“You told me not to wear earrings. You planned this,” I whisper in reply.
“Did I?” he asks before turning and hopping back up onto the stage.
I glance at Michelle, and she’s wearing a delighted smile.
“Okay,” says Jay as he walks to centre stage. “I guess you all read some stuff about me in the press lately.”
“Fuck The Daily Post!” some drunken man shouts from the bar.
Jay chuckles. “Yeah, fuck ’em.”
“You can fuck me any time, Jay!” a very enthusiastic woman yells.
That’s the thing about heckling, even the positive kind. Once one person does it, they all start.
Jay looks over to where the woman is sitting with her friends. He doesn’t say anything, just smiles and gives her a flirty wink. On the inside I’m like, That’s my flirty wink. Jealousy rears its ugly head, but I stuff it away. I imagine half the people in here want to make Jay the same offer that woman did. My jealousy would be futile.
Jay continues, clearing his throat, “But in all seriousness, I want to thank each and every one of you for not believing the lies, having faith in me, and coming here tonight.”
There are shouts of encouragement and clapping. Jay waits for it to trickle out before going on, “So, I should probably move onto the next part of the show. As Mr Jerry Burke, who has the good grace to write me truly delightful ten-page ranting emails every week would say, ‘I’m gonna use my godlike super mind-reading skills to mess with your heads a little.’”
Laughter rings out, and I wonder if Jerry Burke is a real person. If he is, it sounds like Jay attracts his fair amount of crazies.
“Okay, I need three volunteers, and my nice assistant Jessie here is going to pick them for me.” Jessie walks out from the side of the stage and heads for the audience. She walks along the rows and selects two women and a man. After she leads them up onto the stage, Jay greets each of them before handing them a white sheet of card, an envelope, and a Sharpie pen. He tells one of the women to write down the name of her favourite band, the other woman to write down the title of her favourite book, and the man to write the title of his favourite painting.
“Once you’ve written them down, I want you to put the cards inside the envelopes and seal them up,” says Jay, going over to the corner of the stage and returning with a small metal lock box. It’s got a narrow slit opening on the top, and each of the volunteers slides their envelopes in. Jay carries the box right to the edge of the stage and sets it down.
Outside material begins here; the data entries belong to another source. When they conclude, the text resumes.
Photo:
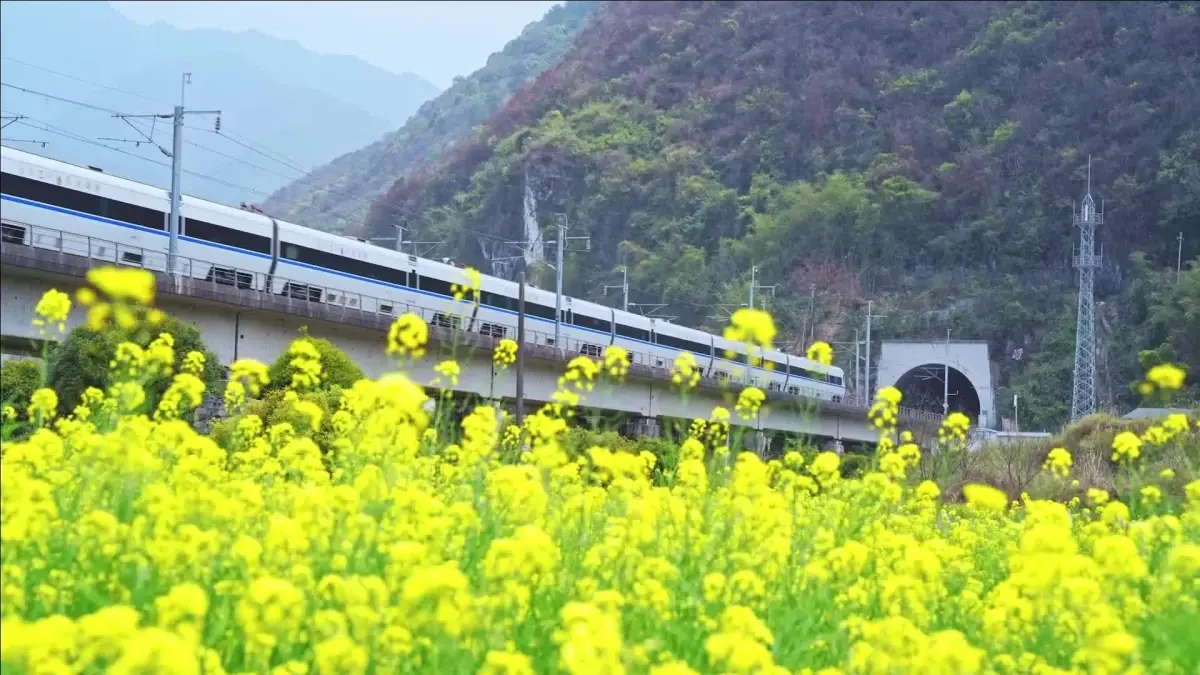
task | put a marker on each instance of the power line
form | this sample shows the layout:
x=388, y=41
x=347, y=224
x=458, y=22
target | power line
x=83, y=81
x=59, y=131
x=72, y=101
x=251, y=148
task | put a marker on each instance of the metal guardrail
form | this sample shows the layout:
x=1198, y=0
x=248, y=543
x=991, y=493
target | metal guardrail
x=114, y=252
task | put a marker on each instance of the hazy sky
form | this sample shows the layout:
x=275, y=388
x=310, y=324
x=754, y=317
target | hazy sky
x=433, y=40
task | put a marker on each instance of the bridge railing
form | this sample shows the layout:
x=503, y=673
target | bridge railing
x=223, y=278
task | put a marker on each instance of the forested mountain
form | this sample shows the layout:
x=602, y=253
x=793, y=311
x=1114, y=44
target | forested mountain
x=274, y=93
x=925, y=155
x=339, y=193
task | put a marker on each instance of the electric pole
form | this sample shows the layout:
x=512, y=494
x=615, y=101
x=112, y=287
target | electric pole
x=946, y=378
x=754, y=285
x=1179, y=260
x=177, y=165
x=624, y=288
x=521, y=348
x=561, y=245
x=867, y=375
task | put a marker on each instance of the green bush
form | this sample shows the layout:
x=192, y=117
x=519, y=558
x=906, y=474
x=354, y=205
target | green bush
x=18, y=381
x=83, y=359
x=336, y=368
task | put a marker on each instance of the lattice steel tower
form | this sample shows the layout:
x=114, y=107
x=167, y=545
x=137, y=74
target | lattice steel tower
x=1086, y=261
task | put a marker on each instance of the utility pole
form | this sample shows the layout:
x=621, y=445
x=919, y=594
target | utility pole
x=1087, y=262
x=177, y=166
x=754, y=285
x=1179, y=260
x=946, y=378
x=858, y=371
x=521, y=348
x=624, y=288
x=870, y=315
x=561, y=245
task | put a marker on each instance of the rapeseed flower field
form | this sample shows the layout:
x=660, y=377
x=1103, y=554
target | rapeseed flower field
x=132, y=543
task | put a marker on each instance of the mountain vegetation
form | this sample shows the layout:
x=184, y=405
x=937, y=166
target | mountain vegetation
x=275, y=96
x=337, y=195
x=925, y=156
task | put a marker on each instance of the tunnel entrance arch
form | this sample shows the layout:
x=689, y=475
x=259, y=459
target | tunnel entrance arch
x=918, y=369
x=924, y=388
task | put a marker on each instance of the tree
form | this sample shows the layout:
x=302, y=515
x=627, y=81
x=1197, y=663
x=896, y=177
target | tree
x=83, y=359
x=336, y=368
x=18, y=381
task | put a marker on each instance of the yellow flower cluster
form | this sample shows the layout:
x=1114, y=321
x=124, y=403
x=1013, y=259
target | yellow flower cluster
x=684, y=371
x=755, y=328
x=130, y=294
x=749, y=401
x=1059, y=463
x=131, y=543
x=953, y=430
x=407, y=336
x=474, y=280
x=821, y=352
x=53, y=309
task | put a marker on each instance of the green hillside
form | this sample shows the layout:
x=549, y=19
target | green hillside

“I’m going to leave this here where you all can see it. For the duration of the show, nobody’s going to be able to touch it, so there’s no way I can find out what’s been written. However, I promise you that by the end of the night I’ll have figured out what’s inside those envelopes. Deal?” he says, offering his hand and shaking with all three of them in turn.
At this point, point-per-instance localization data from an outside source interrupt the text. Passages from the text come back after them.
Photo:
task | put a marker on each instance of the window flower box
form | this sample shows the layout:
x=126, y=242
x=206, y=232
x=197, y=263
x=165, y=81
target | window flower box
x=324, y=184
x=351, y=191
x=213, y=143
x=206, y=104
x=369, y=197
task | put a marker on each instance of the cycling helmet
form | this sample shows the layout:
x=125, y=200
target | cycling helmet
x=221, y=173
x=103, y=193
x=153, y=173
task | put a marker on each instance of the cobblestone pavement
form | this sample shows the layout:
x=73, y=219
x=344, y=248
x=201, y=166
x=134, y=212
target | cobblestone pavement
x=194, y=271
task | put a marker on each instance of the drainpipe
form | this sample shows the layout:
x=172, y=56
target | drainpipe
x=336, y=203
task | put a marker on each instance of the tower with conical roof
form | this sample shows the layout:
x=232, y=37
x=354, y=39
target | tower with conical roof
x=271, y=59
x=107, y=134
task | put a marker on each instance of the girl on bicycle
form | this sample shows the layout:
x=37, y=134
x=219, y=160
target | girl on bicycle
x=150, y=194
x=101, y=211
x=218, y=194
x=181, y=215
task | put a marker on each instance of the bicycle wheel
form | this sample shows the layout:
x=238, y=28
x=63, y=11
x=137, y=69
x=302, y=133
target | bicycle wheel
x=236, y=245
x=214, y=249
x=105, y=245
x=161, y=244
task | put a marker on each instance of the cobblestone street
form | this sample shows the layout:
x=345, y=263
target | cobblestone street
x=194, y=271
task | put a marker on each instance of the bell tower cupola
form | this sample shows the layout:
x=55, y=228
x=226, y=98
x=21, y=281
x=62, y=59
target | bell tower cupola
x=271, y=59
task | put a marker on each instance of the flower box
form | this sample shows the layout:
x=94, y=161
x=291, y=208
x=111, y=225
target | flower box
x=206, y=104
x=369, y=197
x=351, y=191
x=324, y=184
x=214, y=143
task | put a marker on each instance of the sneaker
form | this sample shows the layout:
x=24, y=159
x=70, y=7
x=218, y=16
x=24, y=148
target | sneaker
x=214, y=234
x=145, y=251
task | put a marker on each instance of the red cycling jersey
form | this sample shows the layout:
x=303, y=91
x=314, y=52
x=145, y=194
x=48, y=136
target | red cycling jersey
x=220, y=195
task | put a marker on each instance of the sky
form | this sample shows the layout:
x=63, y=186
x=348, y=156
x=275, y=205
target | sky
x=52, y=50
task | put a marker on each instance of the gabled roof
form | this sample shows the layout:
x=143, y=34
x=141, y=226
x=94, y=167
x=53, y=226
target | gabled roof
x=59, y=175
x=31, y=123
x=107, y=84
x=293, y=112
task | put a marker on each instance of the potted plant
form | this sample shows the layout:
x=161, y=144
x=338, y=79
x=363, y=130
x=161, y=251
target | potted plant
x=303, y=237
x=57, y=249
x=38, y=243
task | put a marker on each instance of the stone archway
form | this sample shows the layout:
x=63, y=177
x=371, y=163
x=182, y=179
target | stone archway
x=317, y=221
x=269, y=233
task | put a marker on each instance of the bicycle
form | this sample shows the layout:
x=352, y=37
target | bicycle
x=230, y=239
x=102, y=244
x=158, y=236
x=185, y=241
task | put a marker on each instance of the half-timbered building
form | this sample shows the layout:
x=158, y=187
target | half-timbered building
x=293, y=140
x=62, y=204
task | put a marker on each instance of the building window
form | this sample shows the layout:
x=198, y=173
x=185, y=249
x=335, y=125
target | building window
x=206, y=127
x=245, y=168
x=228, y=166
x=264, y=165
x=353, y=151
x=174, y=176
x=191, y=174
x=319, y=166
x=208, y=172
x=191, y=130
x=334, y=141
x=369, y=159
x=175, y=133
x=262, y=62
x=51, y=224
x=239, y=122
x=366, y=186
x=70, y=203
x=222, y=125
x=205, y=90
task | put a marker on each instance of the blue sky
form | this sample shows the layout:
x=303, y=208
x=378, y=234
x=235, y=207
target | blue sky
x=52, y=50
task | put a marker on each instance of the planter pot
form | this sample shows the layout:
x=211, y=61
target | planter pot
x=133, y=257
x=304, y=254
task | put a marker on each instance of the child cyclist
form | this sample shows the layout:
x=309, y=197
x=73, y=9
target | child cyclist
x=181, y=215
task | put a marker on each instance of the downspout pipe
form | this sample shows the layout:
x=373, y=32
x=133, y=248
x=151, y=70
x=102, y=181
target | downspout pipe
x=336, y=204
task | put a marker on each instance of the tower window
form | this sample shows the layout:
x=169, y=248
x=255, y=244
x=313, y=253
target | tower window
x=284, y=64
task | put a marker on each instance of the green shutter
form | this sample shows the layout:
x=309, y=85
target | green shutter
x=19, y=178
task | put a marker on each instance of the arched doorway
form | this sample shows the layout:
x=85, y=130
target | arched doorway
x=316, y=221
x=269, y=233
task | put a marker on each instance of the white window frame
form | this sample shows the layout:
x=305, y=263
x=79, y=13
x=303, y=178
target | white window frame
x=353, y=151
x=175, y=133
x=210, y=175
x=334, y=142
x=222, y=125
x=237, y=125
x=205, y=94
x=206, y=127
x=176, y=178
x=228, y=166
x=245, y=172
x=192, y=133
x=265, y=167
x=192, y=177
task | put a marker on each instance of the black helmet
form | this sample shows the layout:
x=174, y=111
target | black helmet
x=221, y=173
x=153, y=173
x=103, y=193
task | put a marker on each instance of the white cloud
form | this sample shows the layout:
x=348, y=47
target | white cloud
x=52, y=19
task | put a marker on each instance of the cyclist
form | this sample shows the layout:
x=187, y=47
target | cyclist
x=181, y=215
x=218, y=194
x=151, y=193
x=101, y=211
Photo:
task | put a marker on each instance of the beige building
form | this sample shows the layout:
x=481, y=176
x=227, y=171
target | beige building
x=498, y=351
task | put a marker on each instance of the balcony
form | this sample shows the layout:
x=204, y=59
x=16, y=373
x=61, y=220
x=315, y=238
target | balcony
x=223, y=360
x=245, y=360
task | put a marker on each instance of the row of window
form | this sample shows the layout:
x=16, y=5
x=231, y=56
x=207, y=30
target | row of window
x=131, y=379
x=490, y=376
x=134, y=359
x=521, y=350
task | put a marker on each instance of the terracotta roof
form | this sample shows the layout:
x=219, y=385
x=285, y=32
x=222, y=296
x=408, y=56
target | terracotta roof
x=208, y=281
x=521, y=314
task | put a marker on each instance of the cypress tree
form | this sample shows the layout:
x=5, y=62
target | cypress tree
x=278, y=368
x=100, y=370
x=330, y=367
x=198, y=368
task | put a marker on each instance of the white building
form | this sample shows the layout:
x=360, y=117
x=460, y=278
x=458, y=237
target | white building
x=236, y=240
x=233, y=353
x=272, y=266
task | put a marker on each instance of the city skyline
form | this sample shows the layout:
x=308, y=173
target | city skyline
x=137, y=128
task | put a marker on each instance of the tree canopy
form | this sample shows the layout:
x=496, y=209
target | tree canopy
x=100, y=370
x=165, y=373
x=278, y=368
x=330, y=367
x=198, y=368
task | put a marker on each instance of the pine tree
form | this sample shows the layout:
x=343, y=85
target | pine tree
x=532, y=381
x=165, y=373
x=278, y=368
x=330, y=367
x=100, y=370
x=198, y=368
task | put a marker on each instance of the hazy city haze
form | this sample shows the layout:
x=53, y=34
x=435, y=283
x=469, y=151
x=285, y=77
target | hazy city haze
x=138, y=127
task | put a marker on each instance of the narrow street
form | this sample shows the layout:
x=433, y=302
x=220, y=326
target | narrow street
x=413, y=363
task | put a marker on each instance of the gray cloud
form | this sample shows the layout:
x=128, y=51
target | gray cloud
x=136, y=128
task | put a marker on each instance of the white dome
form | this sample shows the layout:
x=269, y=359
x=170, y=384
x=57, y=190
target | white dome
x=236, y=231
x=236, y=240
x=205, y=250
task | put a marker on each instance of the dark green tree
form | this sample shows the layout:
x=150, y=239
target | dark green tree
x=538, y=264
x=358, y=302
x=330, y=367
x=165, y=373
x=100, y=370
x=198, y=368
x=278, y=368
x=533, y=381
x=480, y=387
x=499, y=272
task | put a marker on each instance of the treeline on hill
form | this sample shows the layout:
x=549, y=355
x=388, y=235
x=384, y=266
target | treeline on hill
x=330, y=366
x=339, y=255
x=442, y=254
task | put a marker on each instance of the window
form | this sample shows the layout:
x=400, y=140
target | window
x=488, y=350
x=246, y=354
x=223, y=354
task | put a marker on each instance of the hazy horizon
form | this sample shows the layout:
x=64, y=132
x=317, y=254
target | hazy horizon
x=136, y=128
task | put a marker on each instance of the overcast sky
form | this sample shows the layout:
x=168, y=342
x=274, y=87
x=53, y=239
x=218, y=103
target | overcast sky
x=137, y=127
They go back to their seats, and Jay carries on with more tricks. The first involves getting a man up onto the stage and hypnotising him into believing he’s gained the superpower of invisibility and can do whatever he wants with no consequences. He heads straight for the bar, helping himself to free drinks and some money out of the cash register.
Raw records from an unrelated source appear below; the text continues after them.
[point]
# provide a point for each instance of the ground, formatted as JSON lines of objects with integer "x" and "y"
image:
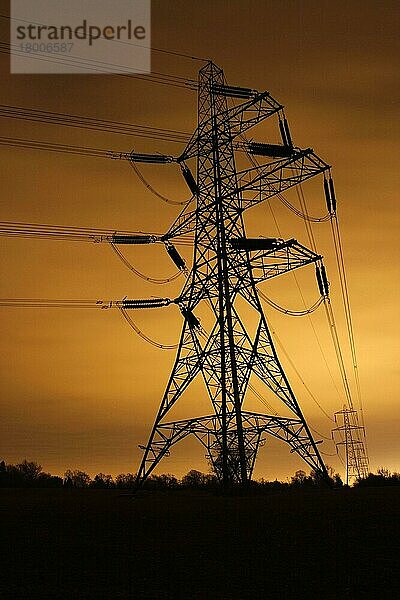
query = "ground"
{"x": 95, "y": 544}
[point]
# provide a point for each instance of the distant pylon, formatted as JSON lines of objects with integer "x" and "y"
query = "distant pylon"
{"x": 355, "y": 453}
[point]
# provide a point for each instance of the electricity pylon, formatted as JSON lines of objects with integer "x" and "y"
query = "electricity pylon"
{"x": 227, "y": 265}
{"x": 357, "y": 465}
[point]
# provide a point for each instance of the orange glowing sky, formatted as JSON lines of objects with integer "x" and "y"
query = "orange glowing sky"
{"x": 78, "y": 388}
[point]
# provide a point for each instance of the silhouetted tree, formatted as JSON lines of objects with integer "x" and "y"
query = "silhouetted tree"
{"x": 29, "y": 470}
{"x": 383, "y": 477}
{"x": 77, "y": 478}
{"x": 125, "y": 480}
{"x": 162, "y": 482}
{"x": 196, "y": 479}
{"x": 102, "y": 481}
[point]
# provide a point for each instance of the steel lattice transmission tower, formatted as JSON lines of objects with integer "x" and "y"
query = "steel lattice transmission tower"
{"x": 357, "y": 465}
{"x": 227, "y": 266}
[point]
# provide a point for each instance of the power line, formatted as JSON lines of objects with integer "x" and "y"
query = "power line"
{"x": 101, "y": 67}
{"x": 84, "y": 122}
{"x": 154, "y": 49}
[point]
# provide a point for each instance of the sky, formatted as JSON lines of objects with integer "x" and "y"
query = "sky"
{"x": 79, "y": 389}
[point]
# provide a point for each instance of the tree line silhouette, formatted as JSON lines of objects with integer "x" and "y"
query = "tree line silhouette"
{"x": 30, "y": 474}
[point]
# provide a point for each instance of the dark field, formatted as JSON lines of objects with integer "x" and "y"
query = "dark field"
{"x": 293, "y": 544}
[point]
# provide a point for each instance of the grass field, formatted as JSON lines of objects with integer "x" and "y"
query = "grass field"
{"x": 95, "y": 544}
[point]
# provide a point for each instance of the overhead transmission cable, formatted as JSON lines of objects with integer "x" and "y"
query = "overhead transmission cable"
{"x": 85, "y": 122}
{"x": 129, "y": 265}
{"x": 103, "y": 67}
{"x": 256, "y": 164}
{"x": 152, "y": 48}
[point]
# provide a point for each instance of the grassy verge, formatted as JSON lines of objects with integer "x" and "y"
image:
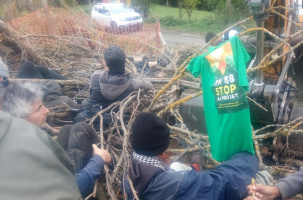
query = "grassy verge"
{"x": 200, "y": 21}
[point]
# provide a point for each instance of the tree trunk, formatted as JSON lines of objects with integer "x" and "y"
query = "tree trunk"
{"x": 180, "y": 9}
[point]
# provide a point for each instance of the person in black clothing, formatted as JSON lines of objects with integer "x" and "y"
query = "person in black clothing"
{"x": 153, "y": 179}
{"x": 29, "y": 70}
{"x": 107, "y": 87}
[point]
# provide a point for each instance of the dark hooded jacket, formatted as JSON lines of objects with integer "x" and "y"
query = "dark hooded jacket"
{"x": 33, "y": 165}
{"x": 226, "y": 182}
{"x": 106, "y": 89}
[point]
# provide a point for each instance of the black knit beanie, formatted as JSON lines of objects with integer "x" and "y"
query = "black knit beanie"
{"x": 115, "y": 58}
{"x": 150, "y": 135}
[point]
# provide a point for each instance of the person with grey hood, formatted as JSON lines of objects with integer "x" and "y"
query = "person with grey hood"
{"x": 107, "y": 87}
{"x": 283, "y": 189}
{"x": 4, "y": 75}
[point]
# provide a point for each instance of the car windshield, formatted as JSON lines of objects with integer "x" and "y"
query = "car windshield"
{"x": 117, "y": 9}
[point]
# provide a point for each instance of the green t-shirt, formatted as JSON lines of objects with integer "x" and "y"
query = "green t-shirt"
{"x": 224, "y": 82}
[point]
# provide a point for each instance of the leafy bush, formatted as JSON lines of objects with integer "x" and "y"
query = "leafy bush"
{"x": 172, "y": 21}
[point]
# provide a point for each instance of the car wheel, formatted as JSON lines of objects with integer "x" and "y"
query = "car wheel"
{"x": 114, "y": 27}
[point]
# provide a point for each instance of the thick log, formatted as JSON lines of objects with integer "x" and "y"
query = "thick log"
{"x": 10, "y": 33}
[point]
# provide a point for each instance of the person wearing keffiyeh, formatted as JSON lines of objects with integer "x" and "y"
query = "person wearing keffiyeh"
{"x": 152, "y": 178}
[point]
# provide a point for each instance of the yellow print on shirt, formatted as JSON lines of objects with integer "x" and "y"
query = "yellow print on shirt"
{"x": 221, "y": 59}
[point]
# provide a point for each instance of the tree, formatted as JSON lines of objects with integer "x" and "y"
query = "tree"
{"x": 190, "y": 5}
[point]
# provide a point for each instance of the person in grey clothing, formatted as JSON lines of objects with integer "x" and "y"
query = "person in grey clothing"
{"x": 78, "y": 140}
{"x": 107, "y": 87}
{"x": 284, "y": 188}
{"x": 4, "y": 75}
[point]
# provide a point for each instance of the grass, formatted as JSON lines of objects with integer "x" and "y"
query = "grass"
{"x": 201, "y": 22}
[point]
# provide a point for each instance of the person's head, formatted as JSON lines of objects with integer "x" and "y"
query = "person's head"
{"x": 4, "y": 74}
{"x": 24, "y": 101}
{"x": 209, "y": 36}
{"x": 229, "y": 34}
{"x": 150, "y": 135}
{"x": 115, "y": 58}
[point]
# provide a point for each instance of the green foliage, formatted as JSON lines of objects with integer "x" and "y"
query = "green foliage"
{"x": 200, "y": 22}
{"x": 142, "y": 6}
{"x": 239, "y": 10}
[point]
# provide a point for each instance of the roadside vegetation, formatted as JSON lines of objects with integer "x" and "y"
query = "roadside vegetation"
{"x": 201, "y": 21}
{"x": 196, "y": 16}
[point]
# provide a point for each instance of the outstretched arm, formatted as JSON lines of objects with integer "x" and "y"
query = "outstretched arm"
{"x": 88, "y": 175}
{"x": 263, "y": 192}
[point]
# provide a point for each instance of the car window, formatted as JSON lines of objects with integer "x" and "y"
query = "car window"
{"x": 103, "y": 10}
{"x": 117, "y": 9}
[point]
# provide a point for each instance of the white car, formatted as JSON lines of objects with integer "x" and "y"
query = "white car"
{"x": 116, "y": 15}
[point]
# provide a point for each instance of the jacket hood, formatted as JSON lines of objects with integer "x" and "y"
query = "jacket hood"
{"x": 113, "y": 86}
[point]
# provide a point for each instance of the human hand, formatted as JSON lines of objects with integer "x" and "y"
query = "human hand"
{"x": 263, "y": 192}
{"x": 103, "y": 153}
After Jay has woken him up from the hypnosis and thanked him, the man returns to his seat. I think he must remember what he did because he looks a little sheepish. Jay walks to one side of the stage and calls on one of the women who’d volunteered with the envelopes earlier. Her names is Rhona.
“Hey, Rhona,” says Jay. “I’m feeling kind of generous right now and I want to give you a little gift. Would you take a look in your purse for me? See if there’s anything in there that wasn’t before?”
Rhona looks excited and nervous all at once as she rummages through her red leather handbag. A moment later she pulls out a small brown envelope. “Shall I open it?” she asks shyly.
“Be my guest,” says Jay, coming to sit at the edge of the stage, resting his chin casually on his hand. “Show us all what’s inside.”
I crane my neck to see as she holds up what looks like a pair of tickets. “It’s concert tickets for Kings of Leon,” she exclaims.
“Is that the same band you wrote down on the card and put in this box?” he asks, pointing to the box in question.
“Yes,” she answers happily. “Amazing! Wow, thank you.”
Jay stands. “My pleasure. Okay, that’s one down, two to go. You know what, it’s way too fucking hot in here. I think I’ll take this off.” He proceeds to remove the vest he’s wearing, and the place practically erupts with whistles and catcalls. Some of them come from Michelle sitting right beside me. I eye her and she mouths what?, unable to keep the smile off her face.